But their remarks announced a return to better humour. Hence, they turned
toward the security of Longbourn House, a habitat that would quash any disinclination toward propriety. Her virtue was not compromised in deed, Elizabeth knew, but it was besmutted considerably by her own intentions.

It was difficult to concede any issue to Lydia, but Elizabeth knew she would have to reassess her heretofore unwavering stance against Lydia’s imprudent, unmarried cohabitation with Wickham in London. She yet believed it impossible of herself to expose her family to the same degradation and ruin as had Lydia. It was now, however, much easier for Elizabeth to understand the very violence of the compulsion to do it.

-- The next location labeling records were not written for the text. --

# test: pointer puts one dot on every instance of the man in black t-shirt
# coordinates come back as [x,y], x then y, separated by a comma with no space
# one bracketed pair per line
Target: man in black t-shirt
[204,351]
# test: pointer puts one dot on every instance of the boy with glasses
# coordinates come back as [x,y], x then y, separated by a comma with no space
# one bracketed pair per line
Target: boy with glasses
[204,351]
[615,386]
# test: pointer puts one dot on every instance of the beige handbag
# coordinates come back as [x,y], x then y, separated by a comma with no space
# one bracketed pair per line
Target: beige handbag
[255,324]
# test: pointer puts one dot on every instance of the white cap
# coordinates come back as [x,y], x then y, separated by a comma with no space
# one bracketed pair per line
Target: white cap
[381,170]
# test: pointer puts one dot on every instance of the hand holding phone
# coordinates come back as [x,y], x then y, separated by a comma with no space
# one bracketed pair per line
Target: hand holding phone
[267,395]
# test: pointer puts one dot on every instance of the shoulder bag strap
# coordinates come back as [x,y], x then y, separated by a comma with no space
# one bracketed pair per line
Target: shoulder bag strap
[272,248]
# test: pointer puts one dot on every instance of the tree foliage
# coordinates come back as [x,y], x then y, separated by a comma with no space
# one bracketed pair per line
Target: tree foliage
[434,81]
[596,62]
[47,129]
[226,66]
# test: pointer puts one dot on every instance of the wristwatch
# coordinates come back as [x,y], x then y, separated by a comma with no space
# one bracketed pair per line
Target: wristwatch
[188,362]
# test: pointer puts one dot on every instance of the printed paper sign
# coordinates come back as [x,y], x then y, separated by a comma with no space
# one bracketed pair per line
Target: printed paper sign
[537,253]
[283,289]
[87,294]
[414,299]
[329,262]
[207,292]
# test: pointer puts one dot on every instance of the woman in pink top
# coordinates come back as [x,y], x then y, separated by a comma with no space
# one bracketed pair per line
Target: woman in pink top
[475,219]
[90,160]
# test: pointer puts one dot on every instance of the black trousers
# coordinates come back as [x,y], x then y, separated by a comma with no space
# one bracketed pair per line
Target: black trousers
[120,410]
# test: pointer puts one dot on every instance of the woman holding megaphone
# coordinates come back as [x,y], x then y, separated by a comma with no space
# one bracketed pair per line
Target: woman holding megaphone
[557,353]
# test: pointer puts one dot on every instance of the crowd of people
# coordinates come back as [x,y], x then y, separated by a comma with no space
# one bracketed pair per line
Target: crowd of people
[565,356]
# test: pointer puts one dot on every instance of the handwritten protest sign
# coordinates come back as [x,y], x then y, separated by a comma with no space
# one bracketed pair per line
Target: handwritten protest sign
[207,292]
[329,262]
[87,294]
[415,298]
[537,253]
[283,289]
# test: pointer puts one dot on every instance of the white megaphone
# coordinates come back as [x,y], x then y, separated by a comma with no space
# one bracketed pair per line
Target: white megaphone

Elizabeth did not grant Darcy clemency that day. There was no culpability with which to hold him, for she was not affronted. They were promised. Lessers with such an understanding would have been hockling merrily in the hayloft as soon as the match was made. Those weddings often only occurred when a baby was too high in the belly to be denied. Granted, they were not lessers and merry bouts were out of the question. However, she would gladly have granted her intended full immunity would he kiss her just the way he had again, now that she no longer feared that she would abandon caution and indiscriminately bite his lip once more.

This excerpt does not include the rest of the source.